Она ползла от могилы к могиле. И уткнулась в стену. Стена была из плит, близко-близко поставленных друг к другу. С плит смотрели на нее юные глаза. Ниже она прочитала: Юрий, 1961 — 1981. На другой плите она прочитала: Юрий, 1961 — 1981. На третьей плите она прочитала: Юрий, 1961 — 1981. Смертью храбрых. В далекой стране. Юные лица смотрели на нее и чего-то ждали.
— Детоньки, — сказала она им. — Детоньки...
Тамару она нашла в телевизионном холле. Тамара сидела на корточках около кадки с пальмой, обхватив голову руками, и раскачивалась всем телом.
— Детоньки, — говорила она. — Детоньки...
Тамара встала. И Наталья вдруг увидела ее гордую голову, возвышающуюся над пальмой, с черными блестящими волосами, с бровями вразлет, с лихорадочным румянцем, увидела кадык, который будто удерживал эту голову, схватив за горло, чтоб не унеслась, не улетела куда-нибудь, и увидела рядом свое юное лицо, чистое, нестареющее лицо, которое когда-то сморщится и враз постареет, но никогда не будет таким прекрасным, каким было сейчас лицо Тамары, никогда...
— Царица Тамара, — сказала она заискивающе, не зная, что еще сказать. — Царица...

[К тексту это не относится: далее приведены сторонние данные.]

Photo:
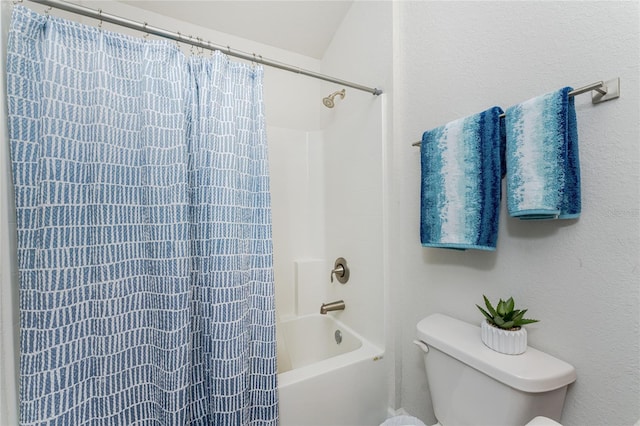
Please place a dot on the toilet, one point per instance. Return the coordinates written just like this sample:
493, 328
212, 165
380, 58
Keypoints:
471, 384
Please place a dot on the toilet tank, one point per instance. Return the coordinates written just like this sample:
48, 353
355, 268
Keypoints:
471, 384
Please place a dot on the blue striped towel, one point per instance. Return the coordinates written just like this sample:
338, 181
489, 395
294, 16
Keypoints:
543, 170
461, 173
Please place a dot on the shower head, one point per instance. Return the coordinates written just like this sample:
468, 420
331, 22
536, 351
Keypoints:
329, 102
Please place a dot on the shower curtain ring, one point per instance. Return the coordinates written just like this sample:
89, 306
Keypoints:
200, 48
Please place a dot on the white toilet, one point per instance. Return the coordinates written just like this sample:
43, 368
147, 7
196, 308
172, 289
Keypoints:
471, 384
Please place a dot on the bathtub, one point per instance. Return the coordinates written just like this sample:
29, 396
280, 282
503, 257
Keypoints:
323, 382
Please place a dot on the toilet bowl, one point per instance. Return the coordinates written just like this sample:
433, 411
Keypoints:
471, 384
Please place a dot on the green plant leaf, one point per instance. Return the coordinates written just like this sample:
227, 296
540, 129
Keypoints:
489, 306
486, 314
510, 304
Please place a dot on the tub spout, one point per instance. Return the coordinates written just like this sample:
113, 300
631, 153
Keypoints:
333, 306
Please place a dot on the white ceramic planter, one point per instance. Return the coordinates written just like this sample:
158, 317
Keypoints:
504, 341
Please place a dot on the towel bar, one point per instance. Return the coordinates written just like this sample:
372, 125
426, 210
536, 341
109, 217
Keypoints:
604, 91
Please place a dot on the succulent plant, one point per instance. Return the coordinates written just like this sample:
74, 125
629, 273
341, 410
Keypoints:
504, 315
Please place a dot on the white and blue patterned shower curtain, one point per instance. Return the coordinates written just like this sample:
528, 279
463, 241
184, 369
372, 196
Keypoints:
144, 236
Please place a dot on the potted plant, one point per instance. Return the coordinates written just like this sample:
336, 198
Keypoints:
502, 328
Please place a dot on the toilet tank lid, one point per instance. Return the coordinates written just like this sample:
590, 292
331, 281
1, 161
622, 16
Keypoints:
532, 371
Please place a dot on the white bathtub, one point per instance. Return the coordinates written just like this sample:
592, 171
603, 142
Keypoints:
324, 383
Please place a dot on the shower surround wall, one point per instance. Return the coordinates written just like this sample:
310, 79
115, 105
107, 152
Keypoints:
580, 278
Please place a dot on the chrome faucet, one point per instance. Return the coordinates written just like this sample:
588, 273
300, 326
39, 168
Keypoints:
333, 306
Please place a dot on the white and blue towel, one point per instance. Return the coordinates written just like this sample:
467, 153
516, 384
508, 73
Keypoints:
543, 170
461, 174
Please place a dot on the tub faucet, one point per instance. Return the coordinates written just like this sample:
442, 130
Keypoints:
333, 306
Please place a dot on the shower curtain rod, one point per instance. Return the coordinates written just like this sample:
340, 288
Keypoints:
606, 90
197, 42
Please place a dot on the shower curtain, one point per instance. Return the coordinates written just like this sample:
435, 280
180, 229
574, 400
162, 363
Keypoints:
144, 236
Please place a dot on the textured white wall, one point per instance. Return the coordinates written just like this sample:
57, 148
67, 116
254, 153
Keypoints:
580, 278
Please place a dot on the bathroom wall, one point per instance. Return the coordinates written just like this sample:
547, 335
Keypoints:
580, 278
354, 160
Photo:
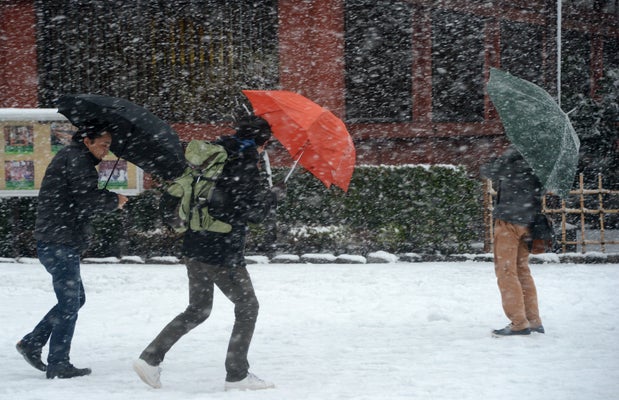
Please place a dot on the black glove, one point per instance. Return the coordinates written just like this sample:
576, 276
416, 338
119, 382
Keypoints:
279, 190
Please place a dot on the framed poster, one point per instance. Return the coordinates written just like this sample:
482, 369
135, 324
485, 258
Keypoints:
32, 137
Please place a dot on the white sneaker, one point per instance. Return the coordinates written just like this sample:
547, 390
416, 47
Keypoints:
251, 382
149, 374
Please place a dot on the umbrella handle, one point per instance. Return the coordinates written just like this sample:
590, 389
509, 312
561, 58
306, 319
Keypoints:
293, 166
115, 164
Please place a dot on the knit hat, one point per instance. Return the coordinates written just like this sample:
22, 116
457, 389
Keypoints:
90, 130
255, 128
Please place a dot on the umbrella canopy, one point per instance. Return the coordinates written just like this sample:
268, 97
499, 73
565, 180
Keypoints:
538, 128
313, 135
138, 136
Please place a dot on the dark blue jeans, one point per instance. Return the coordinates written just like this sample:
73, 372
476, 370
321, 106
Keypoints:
58, 325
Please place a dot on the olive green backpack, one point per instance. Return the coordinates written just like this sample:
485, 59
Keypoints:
189, 195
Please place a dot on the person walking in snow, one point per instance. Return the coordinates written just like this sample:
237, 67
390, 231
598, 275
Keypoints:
518, 201
241, 196
68, 199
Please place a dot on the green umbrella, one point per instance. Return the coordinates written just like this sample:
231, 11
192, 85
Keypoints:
538, 128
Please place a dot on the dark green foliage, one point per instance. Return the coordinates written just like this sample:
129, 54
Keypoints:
396, 209
399, 209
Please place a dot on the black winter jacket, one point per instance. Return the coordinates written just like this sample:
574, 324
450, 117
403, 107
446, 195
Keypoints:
519, 190
241, 196
69, 197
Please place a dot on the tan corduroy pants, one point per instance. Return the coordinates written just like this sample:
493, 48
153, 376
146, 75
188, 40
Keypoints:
511, 266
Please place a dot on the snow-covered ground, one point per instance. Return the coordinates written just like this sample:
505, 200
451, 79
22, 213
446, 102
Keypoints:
330, 331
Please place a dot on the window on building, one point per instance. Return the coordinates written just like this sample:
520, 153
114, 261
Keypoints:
522, 50
457, 67
378, 58
610, 56
575, 67
186, 60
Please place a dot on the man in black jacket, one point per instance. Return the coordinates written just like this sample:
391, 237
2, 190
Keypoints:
518, 201
68, 199
241, 196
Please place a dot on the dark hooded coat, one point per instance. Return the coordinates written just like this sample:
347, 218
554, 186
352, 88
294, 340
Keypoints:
241, 196
519, 190
69, 197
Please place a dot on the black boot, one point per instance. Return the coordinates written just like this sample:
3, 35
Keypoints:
64, 371
32, 355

... Она успела добежать до вагона, удерживая сердце. И паровоз взревел и с ревом, набычившись, понесся прямо к луне (ибо была ночь), лежавшей так близко, огромно, к ее ярко-горячей, жаркой, живой, дрожащей плоти, и будто подрубленные падали за окнами вагонов белые тела деревьев, столбы, валились дома, вспыхивали высвеченные прожектором стога и тут же сгорали, превращаясь во тьму, тревожно-серебряно заколотилась ложечка о стакан на столике, упала с полки гармонь и, ударившись, застонала — вагон трясло и мотало, и сердце его стучало с перебоями, из последних сил. Последних, последних. И серебряно, нежно било в висок:
— Тамара, что ты, что с тобой, Царица? — шептал кто-то серебряно.
И паровоз опять закричал, и сердце его разрывалось от счастья, от этой невозможной любви и этого невозможного крика, — и с криком, давясь черной гарью, отплевываясь, весь в слезах, — он взмыл, тупорылый, над серебряной речкой, над серебристой дорогой, над серебристой рощей, над серебряным лугом — в черные небеса.
Они летели среди звезд, звезды ломились в окна, холодные, как лед. И все холоднее становилось, все холоднее. Они лежали на полках, покрытые инеем, едва-едва дыша.
— Сейчас, сейчас, — говорила Тамара, — сейчас, уже скоро.
Их выгрузили на дощатом перроне, шел колючий снег. Деревянные ворота были заперты. Кто-то подошел и посмотрел на них в глазок. Открыл ворота, они скрипели на ветру.
Никто не встречал их, Тамара шагнула первая, вошла в ворота. За ней потянулись остальные. Они входили по одному.
Они входили в рай, сняв шапки, как входят к себе домой.